The audience was encouraged to bring blankets and picnicking paraphernalia and prepare to lie under the stars and bask in front of big-screen television radiance.
Would a live broadcast be the same as being there? Doubt was beginning to set in as “pre-event” speeches explained why we were at the stadium and not the island. There was a delay with starting the event as we waited for the last ferry load to dock on the island. R1 250 secured a ferry meal, a souvenir of Robben Island, refreshments and a printed programme.
Eager publicists kept insisting that all this was exciting, but people in Green Point were turning green with envy.

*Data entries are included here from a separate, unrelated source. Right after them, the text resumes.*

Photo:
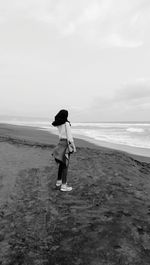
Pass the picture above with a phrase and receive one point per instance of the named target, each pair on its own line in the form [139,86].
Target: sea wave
[135,130]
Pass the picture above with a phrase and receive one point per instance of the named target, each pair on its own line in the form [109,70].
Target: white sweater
[65,132]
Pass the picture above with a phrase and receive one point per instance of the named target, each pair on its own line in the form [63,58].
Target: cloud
[137,90]
[118,23]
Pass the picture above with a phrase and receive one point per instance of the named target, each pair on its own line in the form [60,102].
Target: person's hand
[73,146]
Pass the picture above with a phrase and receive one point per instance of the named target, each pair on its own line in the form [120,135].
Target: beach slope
[104,220]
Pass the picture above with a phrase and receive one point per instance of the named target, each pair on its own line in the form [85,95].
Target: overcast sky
[89,56]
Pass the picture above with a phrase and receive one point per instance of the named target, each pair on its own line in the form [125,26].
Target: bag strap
[66,134]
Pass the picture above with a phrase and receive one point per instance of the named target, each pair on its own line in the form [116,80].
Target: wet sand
[105,220]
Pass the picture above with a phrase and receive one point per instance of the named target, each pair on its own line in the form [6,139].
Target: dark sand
[105,220]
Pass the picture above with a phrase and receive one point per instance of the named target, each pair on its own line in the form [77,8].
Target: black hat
[60,118]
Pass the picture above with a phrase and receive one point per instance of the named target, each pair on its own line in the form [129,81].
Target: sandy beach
[105,220]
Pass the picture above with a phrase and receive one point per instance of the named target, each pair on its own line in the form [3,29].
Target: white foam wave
[135,130]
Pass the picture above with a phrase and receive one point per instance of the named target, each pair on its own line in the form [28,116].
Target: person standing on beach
[63,149]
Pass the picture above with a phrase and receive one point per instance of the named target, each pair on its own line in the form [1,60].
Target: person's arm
[69,136]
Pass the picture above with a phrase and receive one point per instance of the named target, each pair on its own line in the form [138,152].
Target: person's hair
[60,118]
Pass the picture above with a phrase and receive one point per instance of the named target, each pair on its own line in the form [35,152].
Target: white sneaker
[64,187]
[58,183]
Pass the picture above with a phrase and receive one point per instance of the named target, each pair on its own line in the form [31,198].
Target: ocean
[124,135]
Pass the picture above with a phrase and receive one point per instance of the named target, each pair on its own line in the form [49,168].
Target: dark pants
[62,172]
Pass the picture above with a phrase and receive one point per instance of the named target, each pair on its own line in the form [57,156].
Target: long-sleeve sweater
[65,132]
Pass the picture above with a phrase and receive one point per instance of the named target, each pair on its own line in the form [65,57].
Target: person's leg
[60,173]
[64,186]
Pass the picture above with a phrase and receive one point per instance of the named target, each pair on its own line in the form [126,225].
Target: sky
[91,57]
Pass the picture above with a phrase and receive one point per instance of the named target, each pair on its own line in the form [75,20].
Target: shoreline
[40,137]
[105,219]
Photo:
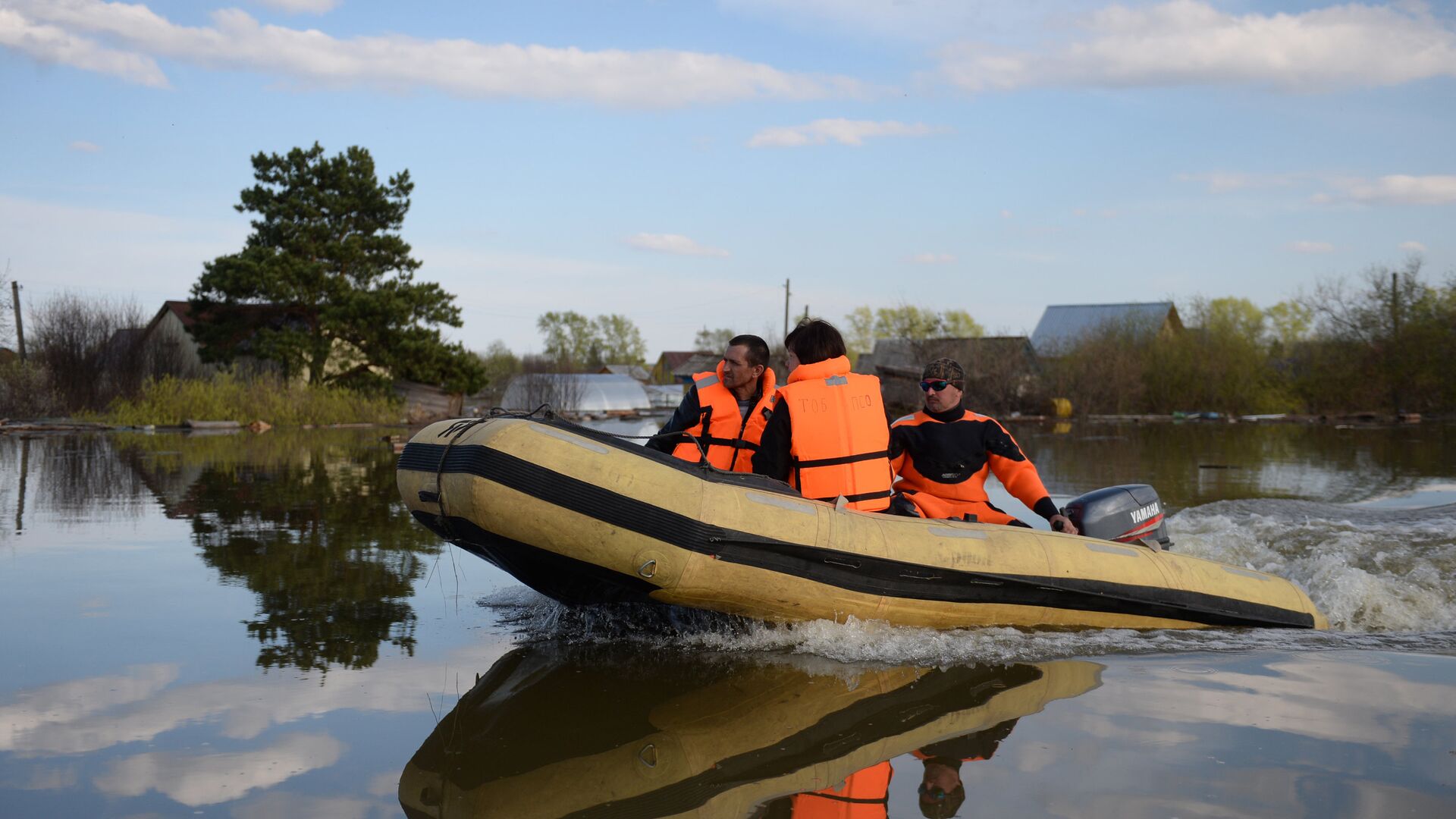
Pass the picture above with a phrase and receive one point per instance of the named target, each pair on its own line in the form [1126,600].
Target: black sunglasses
[932,793]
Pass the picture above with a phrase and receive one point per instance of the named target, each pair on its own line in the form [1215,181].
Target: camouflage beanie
[944,369]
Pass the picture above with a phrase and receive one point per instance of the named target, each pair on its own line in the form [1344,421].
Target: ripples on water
[1385,577]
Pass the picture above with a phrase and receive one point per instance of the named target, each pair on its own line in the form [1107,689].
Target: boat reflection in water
[580,732]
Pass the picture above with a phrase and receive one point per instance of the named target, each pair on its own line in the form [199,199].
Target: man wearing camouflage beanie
[944,452]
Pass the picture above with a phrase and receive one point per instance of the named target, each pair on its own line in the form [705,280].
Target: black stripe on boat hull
[845,570]
[561,577]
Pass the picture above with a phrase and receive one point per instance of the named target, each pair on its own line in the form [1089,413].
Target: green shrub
[169,401]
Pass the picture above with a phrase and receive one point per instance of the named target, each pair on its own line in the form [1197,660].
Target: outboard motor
[1128,513]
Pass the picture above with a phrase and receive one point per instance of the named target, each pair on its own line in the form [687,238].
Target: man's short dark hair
[814,341]
[758,349]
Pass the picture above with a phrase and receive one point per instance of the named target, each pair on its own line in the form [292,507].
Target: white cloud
[302,6]
[210,779]
[930,20]
[53,44]
[673,243]
[1395,190]
[50,30]
[41,710]
[1193,42]
[842,131]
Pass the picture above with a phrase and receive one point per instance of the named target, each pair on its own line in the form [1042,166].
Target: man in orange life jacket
[944,452]
[865,793]
[827,435]
[724,410]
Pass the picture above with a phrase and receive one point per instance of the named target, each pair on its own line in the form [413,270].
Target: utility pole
[785,308]
[1395,369]
[15,299]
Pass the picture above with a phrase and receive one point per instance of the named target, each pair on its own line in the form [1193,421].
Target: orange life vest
[864,795]
[960,485]
[840,441]
[730,439]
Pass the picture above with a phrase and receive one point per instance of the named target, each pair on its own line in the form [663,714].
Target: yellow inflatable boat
[587,518]
[585,732]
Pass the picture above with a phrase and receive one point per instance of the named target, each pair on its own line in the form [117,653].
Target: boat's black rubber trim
[861,496]
[855,726]
[557,576]
[852,572]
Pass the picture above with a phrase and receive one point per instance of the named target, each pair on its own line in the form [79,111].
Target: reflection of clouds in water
[92,714]
[299,806]
[384,784]
[1321,698]
[57,708]
[218,777]
[1310,735]
[41,777]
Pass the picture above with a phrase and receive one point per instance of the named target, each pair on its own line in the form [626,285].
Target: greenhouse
[579,394]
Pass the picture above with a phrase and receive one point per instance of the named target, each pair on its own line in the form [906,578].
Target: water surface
[251,626]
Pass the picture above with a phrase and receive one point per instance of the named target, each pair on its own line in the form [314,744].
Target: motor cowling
[1126,513]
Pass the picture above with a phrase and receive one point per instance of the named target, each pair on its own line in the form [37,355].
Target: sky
[679,161]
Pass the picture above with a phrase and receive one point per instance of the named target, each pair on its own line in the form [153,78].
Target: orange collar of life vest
[836,366]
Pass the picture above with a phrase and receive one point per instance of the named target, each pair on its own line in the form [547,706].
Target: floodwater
[251,626]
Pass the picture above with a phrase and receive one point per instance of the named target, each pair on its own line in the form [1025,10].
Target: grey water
[253,626]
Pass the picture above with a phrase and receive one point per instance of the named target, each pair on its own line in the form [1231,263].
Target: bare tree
[89,347]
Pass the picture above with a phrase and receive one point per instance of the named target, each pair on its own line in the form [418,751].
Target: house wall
[172,352]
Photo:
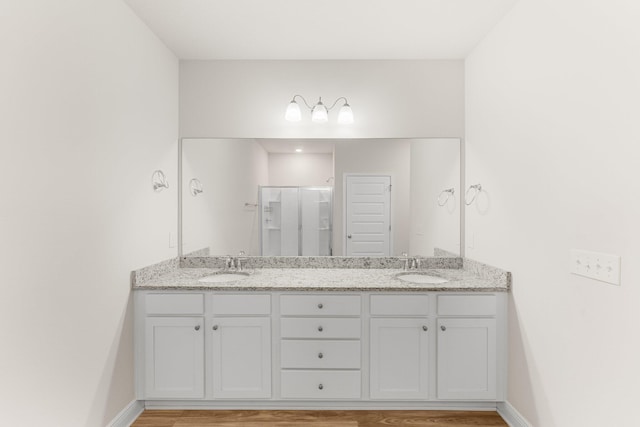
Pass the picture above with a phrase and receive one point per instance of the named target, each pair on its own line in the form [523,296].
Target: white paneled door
[368,215]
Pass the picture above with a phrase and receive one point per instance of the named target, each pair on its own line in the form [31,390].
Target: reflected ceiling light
[319,112]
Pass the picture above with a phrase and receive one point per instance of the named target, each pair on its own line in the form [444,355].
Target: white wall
[375,157]
[230,171]
[435,166]
[300,170]
[552,136]
[247,99]
[89,109]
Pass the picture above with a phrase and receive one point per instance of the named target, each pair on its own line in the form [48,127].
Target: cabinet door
[466,359]
[399,359]
[241,352]
[174,353]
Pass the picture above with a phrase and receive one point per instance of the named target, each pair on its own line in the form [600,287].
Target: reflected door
[296,221]
[367,213]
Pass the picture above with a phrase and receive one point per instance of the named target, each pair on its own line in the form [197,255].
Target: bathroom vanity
[321,338]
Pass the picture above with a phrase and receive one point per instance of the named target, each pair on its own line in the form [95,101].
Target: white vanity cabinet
[320,346]
[240,348]
[174,346]
[468,347]
[275,349]
[399,347]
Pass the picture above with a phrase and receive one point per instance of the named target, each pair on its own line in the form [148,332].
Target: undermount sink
[420,278]
[225,276]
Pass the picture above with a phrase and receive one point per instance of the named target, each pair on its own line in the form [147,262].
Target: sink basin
[224,277]
[420,278]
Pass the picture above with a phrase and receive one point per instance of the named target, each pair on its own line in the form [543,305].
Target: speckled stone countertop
[325,279]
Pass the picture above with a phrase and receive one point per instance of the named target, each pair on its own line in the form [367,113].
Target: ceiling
[286,146]
[321,30]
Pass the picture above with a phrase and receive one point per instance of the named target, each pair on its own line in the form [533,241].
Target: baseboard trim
[128,415]
[318,405]
[511,415]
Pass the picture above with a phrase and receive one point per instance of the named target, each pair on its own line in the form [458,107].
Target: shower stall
[296,221]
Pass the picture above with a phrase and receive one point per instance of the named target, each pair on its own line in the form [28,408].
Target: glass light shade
[293,113]
[345,116]
[319,114]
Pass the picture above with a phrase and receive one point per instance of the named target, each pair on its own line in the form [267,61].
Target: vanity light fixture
[319,112]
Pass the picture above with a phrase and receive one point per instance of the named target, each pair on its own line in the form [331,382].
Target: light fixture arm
[303,100]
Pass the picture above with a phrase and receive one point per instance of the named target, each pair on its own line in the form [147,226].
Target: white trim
[320,404]
[128,415]
[511,415]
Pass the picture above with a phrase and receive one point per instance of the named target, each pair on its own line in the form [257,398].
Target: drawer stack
[320,351]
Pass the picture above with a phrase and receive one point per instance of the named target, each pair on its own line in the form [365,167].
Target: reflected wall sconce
[159,181]
[195,186]
[319,112]
[474,190]
[445,195]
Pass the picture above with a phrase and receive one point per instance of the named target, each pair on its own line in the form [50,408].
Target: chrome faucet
[228,263]
[405,257]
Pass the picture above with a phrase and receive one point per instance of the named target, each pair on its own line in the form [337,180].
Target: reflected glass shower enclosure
[296,221]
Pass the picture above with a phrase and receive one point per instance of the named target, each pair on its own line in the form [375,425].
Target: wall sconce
[195,187]
[474,190]
[319,112]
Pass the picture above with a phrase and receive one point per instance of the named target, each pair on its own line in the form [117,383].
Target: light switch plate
[596,265]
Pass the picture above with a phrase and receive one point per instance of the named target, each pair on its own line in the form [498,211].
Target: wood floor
[163,418]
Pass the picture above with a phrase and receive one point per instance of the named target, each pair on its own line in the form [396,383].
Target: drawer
[174,303]
[319,327]
[320,305]
[320,354]
[320,384]
[466,305]
[399,305]
[241,304]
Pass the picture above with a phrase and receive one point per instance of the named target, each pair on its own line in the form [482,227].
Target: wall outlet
[595,265]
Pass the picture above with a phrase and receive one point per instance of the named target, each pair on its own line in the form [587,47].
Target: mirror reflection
[352,197]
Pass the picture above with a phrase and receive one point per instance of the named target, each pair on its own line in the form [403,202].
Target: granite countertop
[324,279]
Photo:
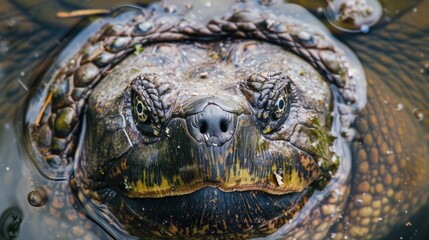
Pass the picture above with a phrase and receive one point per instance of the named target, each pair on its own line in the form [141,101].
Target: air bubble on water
[399,106]
[418,114]
[364,28]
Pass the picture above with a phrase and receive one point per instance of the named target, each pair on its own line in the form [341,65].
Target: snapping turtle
[230,125]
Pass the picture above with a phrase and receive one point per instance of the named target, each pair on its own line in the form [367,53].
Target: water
[17,173]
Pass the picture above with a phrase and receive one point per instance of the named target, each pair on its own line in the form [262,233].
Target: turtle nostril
[223,126]
[203,127]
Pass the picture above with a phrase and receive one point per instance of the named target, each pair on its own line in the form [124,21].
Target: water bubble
[364,28]
[418,114]
[399,106]
[37,197]
[353,16]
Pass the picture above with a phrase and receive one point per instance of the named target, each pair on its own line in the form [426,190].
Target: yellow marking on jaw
[267,130]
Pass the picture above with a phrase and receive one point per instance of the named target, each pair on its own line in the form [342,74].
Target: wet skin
[372,192]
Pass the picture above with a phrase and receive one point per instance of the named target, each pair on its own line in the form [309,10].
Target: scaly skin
[381,181]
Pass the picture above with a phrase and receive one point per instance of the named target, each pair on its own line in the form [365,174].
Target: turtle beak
[212,126]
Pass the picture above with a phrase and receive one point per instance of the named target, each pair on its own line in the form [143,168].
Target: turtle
[252,122]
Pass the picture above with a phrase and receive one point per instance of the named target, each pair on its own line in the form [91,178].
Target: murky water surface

With the delays taken care of, the opera started with Bongani Tembe entering the Robben Island stage in a prison warder’s uniform. This was a modern interpretation of the 1814 story of individual courage winning against state repression. Fidelio (a woman disguised as a boy) came to the prison in search of her husband who had been a victim of political tyranny.
There is something about this opera that seems to set it apart from the frivolity so common in the genre.
Fidelio starts off with an almost humorous domestic scene and ends with an emotional political symbolism. After a few minutes into this drama it did not seem to matter what the vantage point was. The audience on the island and those in front of the big television screens seemed to be equally absorbed in Fidelio‘s quest.
Robben Island was the perfect setting for the story, but the blanket of exclusivity over the whole affair is a tad sad.
A decade ago, South Africans would have gone to the island with dread — today, those who don’t go feel left out in the cold.